Last Updated :
02 December 2009 at 18:50 IST
Small buyers quit gold, only investors bank on it
NEW DELHI (Commodity Online): Gold at $1,200 per ounce in the international market has left jewellery buyers in a soup with most of them selling old jewellery to make some profits from the record gold prices.
And, according to World Gold Council, consumer demand for the yellow metal in countries like India, the world’s biggest consumer, has slipped hugely and many of them are now selling their old scrap gold.
Even though the investors are still banking on gold, with the US dollar weakening further, jewellery buyers and normal consumers are staying away from gold thinking that the gold prices will come down.
One of the reasons for gold’s surge to $1200 level was Reserve Bank of India’s decision to buy 200 tonnes of gold from the International Monetary Fund, which has triggered a hunt for gold among central banks, which wanted to dump dollar for gold as reserves.
India witnessed a 33 per cent decline in gold demand in the 12 months ended September 2009 and purchases are about half the levels at the beginning of the decade when gold was around $300 an ounce.
In the meantime, the supply of recycled scrap gold from India at 227 tonnes is the highest in the world and is 50 per cent to 100 per cent higher than previous years.
The slide in jewellery, hoarding and industrial demand is also prevalent in Asian countries which are traditional buyers of gold.
In the 12 months ended September 2009, jewellery and net retail investment in Hong Kong, Taiwan, Indonesia, South Korea, Thailand and Vietnam fell by 27 per cent to 200 tonnes. Recycled scrap supplies have also surged in these nations.
Japan’s purchases are minimal compared with previous years and it was negative in 2008. The exception is China, which has experienced an 8 per cent rise in demand to 423 tonnes, but recycled gold there has also soared.
Singapore’s demand figures were not published, but recycled supplies are around 14 tonnes, estimates Virtual Metals. Mines in China and the rest of Asia are taking advantage of the gold boom. China is now the world’s largest producer with an estimated production of 296 tonnes a year, up from 220 tonnes in 2004.
Global recycled gold that has been sent to the refiners to be melted into bars has soared by 37 per cent to 1,166 tonnes in the nine months ended September.

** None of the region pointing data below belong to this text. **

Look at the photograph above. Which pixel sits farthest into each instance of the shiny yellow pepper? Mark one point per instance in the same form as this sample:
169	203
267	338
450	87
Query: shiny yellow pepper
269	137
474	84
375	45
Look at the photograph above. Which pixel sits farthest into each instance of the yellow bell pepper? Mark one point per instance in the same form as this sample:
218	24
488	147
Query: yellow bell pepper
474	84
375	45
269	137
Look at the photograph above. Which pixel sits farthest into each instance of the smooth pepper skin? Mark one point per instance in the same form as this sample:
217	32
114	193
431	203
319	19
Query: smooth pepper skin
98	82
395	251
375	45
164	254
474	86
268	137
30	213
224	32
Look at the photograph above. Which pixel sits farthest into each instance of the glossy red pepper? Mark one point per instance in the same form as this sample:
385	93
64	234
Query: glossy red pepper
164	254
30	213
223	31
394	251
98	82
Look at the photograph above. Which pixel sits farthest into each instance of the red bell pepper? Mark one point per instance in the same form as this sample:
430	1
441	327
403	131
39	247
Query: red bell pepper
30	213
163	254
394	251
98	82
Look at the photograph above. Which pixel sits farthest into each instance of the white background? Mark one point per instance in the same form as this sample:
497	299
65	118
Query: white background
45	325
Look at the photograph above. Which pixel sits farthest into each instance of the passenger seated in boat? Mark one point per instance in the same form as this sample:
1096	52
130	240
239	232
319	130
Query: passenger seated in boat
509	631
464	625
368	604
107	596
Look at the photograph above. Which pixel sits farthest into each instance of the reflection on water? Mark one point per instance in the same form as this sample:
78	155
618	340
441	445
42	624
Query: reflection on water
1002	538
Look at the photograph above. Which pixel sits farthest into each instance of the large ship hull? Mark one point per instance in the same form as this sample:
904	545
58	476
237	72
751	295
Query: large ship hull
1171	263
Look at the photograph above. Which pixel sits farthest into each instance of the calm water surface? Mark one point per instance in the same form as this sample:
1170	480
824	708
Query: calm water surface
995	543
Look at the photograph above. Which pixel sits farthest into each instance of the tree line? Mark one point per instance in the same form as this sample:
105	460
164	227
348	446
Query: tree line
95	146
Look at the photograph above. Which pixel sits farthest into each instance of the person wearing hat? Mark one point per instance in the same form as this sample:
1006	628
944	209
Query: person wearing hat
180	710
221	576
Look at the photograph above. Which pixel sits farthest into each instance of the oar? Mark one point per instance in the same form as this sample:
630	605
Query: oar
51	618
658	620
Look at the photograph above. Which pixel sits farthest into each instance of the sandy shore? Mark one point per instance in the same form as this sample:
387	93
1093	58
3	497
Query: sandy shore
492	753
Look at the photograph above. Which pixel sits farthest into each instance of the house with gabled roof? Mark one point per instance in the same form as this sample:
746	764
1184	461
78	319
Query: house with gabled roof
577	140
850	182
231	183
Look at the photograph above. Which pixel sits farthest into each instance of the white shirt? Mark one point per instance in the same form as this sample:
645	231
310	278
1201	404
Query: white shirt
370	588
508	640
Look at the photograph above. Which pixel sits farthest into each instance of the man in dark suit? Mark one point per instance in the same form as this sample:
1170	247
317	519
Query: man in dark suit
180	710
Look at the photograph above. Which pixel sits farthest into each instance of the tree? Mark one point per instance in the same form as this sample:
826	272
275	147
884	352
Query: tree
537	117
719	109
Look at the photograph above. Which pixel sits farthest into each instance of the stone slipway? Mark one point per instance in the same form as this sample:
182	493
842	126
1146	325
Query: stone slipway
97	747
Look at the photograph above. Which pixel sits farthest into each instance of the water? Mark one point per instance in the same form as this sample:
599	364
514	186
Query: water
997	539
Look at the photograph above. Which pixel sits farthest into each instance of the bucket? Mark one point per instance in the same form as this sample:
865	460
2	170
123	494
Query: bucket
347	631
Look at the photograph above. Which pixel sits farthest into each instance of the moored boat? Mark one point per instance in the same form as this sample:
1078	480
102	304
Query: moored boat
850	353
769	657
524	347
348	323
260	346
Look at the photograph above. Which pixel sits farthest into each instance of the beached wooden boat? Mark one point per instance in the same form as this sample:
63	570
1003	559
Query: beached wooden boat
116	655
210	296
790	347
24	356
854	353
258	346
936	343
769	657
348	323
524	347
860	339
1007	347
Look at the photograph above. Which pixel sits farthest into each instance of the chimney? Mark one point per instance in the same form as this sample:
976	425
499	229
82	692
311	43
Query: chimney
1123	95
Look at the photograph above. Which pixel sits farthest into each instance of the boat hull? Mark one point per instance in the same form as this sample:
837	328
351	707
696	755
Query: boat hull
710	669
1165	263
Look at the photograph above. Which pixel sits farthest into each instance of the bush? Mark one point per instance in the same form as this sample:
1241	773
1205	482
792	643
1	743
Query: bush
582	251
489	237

The last time there was such intensive sales of jewellery items for remelting was in 1980 when gold reached record heights at the time. Such was the flood that supplies from refiners, working at full capacity, overwhelmed the market in the 1980s, causing prices to tumble.
Gold purchases of China, India and some other Asian central banks have offset sales by several European banks and the International Monetary Fund, but they are also price conscious.
The market is thus dependent on continual purchases of hedge funds and other speculators and investors — large and small — to keep the price going northwards. They are betting on a further US dollar slide.